April 22, 2012 – There is a dividing line emerging throughout Latin America that is based specifically on economic principle.
Coming out of the Summit of the Americas there were a number of issues that showed clear differences in perspective between the participating nations. The inclusion of Cuba at all future Summits, the questioning of the effectiveness, and even the validity, of the “War on Drugs” — these issues demonstrated basic ideological differences on how the Americas will hope to proceed as a co-operative unit.
On the exclusion of Cuba, Julio Muriente, co-chair of a Puerto Rican independence movement said, “Obama, who proclaimed himself as different from his predecessors in the relations with Cuba, has ended up being the same or even worse, as we have witnessed on the eve of this hemispheric conference”. Puerto Rico, as well, had proponents backing its independent inclusion at the Summit.
On the Drug War, Mexico’s President Felipe Calderon made it quite clear why and how the current strategy is failing.
“The economic power and firepower of the criminal organizations operating in Mexico and Latin America come from this endless demand for drugs in the United States,” declared Calderon at the Summit.

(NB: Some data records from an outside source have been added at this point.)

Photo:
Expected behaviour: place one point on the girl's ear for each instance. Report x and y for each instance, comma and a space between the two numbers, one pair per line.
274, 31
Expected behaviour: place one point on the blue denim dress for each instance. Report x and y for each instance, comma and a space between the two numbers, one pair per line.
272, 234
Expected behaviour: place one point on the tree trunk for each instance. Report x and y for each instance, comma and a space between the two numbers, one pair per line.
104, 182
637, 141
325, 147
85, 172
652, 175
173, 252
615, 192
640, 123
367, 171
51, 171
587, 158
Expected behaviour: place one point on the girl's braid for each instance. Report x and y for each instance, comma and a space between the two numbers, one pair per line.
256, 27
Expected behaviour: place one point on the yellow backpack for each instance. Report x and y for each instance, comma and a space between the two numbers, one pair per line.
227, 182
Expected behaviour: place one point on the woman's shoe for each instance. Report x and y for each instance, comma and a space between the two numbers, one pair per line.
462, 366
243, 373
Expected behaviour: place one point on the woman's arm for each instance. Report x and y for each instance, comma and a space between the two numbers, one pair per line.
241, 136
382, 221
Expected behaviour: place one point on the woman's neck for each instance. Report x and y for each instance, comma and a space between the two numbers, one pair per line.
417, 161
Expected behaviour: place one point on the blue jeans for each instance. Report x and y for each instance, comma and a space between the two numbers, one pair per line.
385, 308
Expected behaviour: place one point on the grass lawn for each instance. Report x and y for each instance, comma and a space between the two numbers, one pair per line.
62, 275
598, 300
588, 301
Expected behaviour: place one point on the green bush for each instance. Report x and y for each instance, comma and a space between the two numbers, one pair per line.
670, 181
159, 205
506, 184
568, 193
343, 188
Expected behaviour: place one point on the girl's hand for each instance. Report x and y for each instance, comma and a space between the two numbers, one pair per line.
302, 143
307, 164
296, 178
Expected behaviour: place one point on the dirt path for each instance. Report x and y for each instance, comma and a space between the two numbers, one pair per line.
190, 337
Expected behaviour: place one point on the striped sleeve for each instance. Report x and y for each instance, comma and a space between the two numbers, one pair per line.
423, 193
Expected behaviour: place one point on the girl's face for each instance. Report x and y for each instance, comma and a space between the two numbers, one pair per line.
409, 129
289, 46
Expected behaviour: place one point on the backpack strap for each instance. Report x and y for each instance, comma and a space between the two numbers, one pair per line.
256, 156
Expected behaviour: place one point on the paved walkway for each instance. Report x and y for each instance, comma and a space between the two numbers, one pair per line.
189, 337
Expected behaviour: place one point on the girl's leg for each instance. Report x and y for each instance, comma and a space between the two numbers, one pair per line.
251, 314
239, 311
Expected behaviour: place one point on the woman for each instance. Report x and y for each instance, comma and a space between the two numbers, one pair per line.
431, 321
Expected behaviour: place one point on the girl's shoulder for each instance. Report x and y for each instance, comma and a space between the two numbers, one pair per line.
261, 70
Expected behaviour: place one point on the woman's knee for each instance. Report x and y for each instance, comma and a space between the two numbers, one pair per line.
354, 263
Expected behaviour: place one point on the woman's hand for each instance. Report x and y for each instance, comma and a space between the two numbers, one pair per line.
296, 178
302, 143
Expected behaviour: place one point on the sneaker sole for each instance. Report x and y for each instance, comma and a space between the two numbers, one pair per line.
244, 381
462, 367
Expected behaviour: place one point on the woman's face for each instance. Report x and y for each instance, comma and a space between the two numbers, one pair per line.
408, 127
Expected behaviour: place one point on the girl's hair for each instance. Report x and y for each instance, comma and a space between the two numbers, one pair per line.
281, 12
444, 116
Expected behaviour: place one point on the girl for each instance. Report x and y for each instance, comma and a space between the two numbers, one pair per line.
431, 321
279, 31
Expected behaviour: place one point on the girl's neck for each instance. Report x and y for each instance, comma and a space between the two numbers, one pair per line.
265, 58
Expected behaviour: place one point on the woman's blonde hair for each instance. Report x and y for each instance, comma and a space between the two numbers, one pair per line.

Yet, the most dividing issue will come down to one arrangement of priorities: which comes first, profits or people? This simple choice will form the basis for direction of societal development in the Americas for generations to come. Are we equal partners working within one homogenous unit or are the nations of the Americas expected to wheel and deal themselves into profit margin?
ALBA and the Community of Latin American and Caribbean States (CELAC) countries are proponents and examples of the Bolivarian model of societal and community development — a shared vision that combines the strengths of all individual countries within a partnership that aspires to benefit all — this is not a new economic model in theory, but has had to deal with continued interference from the corporate and private sectors, notably, when it has come time for actual on-the-ground implementation. That is all about to change.

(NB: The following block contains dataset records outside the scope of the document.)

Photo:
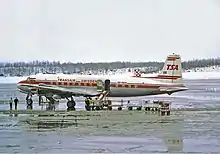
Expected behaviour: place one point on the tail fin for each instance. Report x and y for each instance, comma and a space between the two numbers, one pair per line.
172, 69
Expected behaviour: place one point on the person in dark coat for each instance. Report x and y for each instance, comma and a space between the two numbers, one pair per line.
16, 102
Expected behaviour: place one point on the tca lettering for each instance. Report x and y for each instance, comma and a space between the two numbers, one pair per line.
172, 67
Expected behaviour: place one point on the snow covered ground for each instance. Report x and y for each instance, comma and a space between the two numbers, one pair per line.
186, 75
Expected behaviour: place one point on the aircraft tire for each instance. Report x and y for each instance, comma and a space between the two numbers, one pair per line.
88, 108
71, 109
139, 108
119, 108
71, 104
130, 108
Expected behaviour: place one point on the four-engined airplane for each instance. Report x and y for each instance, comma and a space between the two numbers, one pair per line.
168, 81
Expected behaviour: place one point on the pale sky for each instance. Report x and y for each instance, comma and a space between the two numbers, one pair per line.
108, 30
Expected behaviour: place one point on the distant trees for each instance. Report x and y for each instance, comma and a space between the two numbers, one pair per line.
33, 67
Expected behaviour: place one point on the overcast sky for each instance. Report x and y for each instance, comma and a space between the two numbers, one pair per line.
108, 30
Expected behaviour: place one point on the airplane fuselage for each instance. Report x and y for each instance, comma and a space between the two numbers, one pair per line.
120, 86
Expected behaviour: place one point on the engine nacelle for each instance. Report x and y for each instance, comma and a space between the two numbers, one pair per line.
57, 97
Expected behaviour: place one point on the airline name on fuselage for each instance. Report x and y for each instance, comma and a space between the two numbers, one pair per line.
74, 80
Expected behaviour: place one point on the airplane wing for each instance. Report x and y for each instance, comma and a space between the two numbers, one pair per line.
65, 91
172, 89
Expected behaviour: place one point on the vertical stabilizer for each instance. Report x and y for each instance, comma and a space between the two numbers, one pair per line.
172, 69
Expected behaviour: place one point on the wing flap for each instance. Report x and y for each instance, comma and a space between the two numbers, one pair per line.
173, 89
65, 91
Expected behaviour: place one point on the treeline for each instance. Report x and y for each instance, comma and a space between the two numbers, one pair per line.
27, 68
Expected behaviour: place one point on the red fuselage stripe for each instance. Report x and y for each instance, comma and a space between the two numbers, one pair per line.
122, 85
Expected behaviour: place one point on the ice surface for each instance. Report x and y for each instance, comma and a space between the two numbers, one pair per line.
186, 75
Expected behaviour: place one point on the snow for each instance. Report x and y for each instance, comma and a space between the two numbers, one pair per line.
201, 75
11, 79
186, 75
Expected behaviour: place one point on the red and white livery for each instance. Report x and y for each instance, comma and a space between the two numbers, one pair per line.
65, 86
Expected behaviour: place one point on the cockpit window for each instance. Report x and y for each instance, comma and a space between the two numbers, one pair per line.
31, 79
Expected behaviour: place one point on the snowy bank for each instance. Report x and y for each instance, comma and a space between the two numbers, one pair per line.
201, 75
186, 75
11, 79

On the other side of this line of economic principle lies the Empire and Colony model, its supporters the proponents of individual Free Trade agreements between the United States, Canada and individual Latin American countries. Instead of creating unity among and self-sufficiency for Latin American nations, this model seeks to make each individual nation dependent on partnership and exchange with the already fully industrialized nations.
Stephen Harper’s goal for Canada at the Summit was to sell this country as an attractive business destination for Latin American partners, based on the FTA model of development — it seems as if the countries of Latin America got a clear impression of what Canada represents, and it will be up to Canada to understand what the countries of Latin America want.